What is the SATAT scheme?
The SATAT scheme (Sustainable Alternative Towards Affordable Transportation) is a government initiative launched in October 2018 to promote the production and use of Compressed Bio-Gas (CBG) from waste and biomass, with the goal of establishing 5,000 CBG plants across India.
What financial incentives are available under SATAT?
Incentives include central financial assistance (capital subsidy), priority sector lending, market development support, GST benefits, and infrastructure grants for biomass procurement and grid connectivity.
What is a CBG offtake agreement?
A CBG offtake agreement is a long-term contractual commitment with OMCs to purchase the CBG produced by a plant, often with price support and assured volumes, enhancing investment security.

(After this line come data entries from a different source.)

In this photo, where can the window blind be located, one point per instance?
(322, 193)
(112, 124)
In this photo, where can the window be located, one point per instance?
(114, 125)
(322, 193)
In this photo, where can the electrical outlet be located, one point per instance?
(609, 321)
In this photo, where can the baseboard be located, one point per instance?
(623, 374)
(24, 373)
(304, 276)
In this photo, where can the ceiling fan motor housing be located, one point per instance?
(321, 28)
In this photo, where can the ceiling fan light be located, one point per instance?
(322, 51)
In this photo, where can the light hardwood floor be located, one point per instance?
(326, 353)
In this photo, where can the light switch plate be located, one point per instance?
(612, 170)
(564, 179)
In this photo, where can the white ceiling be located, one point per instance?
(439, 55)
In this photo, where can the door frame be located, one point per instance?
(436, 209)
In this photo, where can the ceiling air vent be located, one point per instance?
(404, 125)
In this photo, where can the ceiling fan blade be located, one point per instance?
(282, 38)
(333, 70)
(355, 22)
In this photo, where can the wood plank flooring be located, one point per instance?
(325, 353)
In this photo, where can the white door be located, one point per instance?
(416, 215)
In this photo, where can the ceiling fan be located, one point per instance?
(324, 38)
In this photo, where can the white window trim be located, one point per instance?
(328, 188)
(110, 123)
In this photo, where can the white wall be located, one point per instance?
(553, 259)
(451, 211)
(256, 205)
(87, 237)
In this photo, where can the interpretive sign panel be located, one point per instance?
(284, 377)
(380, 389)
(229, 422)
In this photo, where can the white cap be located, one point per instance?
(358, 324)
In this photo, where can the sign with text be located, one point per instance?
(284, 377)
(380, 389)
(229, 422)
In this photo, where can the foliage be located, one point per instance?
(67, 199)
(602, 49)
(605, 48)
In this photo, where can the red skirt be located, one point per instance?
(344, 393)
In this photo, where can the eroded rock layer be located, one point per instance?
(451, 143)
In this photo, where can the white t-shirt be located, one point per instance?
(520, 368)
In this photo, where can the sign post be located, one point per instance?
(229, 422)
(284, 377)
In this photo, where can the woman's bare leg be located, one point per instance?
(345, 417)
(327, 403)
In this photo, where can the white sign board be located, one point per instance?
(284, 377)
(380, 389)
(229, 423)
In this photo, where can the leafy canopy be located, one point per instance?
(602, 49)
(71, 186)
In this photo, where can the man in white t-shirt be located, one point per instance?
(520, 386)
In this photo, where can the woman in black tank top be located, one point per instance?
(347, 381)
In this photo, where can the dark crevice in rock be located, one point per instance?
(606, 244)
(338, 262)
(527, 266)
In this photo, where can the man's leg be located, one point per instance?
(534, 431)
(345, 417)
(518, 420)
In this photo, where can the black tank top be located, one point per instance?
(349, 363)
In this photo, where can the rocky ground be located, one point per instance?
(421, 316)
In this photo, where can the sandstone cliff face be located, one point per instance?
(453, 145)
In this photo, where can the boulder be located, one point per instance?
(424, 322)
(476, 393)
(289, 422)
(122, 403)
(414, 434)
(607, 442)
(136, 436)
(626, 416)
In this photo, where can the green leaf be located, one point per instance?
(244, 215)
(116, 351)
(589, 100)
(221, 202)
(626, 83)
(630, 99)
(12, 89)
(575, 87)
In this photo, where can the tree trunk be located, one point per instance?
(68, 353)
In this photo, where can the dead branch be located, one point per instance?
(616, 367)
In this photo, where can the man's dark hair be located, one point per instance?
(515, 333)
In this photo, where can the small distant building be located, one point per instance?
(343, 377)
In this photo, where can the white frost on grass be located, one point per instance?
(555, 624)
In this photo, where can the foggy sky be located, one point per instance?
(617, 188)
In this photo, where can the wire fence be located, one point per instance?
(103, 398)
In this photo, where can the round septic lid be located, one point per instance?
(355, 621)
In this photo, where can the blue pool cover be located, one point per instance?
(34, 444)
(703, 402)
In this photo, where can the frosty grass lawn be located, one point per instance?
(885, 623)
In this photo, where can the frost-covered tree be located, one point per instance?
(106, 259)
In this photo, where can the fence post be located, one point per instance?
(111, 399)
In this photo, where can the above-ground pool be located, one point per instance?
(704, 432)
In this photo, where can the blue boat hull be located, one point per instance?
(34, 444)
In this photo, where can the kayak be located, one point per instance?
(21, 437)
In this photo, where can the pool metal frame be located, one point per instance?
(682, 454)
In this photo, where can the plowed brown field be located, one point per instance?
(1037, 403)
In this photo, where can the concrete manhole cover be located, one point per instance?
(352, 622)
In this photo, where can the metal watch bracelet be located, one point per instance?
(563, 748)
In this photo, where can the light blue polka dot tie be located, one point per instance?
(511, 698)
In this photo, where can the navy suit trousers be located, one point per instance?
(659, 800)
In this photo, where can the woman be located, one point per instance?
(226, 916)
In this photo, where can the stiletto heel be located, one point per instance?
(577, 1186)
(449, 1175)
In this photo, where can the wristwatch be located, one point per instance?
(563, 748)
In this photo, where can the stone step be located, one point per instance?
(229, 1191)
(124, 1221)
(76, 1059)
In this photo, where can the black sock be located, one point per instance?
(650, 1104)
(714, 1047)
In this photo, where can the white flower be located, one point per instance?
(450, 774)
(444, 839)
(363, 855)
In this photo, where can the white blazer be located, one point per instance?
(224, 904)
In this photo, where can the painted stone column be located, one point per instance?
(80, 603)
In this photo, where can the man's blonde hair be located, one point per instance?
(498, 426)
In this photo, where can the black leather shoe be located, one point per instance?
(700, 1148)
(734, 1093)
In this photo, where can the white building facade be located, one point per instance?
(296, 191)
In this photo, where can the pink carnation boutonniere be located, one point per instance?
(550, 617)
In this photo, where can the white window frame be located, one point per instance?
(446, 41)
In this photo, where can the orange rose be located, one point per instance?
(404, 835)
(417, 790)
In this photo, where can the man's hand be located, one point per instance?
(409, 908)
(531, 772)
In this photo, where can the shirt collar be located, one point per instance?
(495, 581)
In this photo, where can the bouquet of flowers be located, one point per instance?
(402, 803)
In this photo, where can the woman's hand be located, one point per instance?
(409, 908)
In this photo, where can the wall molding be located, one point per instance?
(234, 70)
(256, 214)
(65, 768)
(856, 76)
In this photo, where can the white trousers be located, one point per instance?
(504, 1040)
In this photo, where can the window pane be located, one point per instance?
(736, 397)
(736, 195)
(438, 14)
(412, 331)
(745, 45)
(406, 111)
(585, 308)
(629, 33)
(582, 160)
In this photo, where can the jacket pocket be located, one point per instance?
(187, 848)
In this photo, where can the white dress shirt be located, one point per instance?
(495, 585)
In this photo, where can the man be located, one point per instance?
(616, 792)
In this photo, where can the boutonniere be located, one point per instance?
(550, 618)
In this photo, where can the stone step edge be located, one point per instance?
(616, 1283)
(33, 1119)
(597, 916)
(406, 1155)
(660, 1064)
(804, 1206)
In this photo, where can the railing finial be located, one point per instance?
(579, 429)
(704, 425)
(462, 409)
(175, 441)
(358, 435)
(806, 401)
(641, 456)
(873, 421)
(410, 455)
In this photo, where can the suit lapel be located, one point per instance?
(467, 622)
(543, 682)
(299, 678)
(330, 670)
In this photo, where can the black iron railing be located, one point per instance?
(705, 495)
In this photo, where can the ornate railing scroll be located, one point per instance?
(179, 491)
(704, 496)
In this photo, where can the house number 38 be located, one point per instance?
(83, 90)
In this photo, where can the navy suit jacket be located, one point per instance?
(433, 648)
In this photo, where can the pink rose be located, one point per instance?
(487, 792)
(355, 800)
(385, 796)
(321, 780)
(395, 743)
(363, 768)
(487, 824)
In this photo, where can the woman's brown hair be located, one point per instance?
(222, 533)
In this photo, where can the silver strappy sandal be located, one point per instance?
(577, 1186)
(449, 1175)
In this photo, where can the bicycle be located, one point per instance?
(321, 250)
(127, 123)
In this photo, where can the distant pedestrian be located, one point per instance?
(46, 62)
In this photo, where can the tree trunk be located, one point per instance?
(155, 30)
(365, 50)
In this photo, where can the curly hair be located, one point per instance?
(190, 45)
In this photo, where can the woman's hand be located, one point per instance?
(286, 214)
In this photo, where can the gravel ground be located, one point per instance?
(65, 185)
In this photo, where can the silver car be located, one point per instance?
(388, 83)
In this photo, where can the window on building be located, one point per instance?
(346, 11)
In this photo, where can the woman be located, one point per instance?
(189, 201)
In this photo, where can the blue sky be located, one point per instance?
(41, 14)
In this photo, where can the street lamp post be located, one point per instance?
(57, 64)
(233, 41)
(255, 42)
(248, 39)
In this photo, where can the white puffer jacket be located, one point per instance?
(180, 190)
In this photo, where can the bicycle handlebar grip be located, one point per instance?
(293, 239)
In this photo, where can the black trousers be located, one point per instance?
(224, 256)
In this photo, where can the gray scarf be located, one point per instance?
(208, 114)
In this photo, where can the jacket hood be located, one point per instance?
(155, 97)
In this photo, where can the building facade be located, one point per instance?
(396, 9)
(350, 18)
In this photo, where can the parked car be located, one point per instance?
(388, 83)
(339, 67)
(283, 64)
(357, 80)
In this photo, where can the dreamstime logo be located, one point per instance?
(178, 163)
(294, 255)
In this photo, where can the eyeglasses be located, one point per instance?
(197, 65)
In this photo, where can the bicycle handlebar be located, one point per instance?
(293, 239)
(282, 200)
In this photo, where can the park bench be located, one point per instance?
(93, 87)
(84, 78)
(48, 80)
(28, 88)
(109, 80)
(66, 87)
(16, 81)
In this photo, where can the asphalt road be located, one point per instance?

Can farmers participate in the SATAT scheme?
While direct plant setup is usually undertaken by entrepreneurs or developers, farmers benefit indirectly by selling biomass feedstock and organic manure by-products, creating additional income streams.
Is CBG blending mandatory?
From FY26 onwards, the government has mandated CBG blending obligations with CNG/PNG, starting at 1% and gradually increasing, which is expected to spur demand for CBG.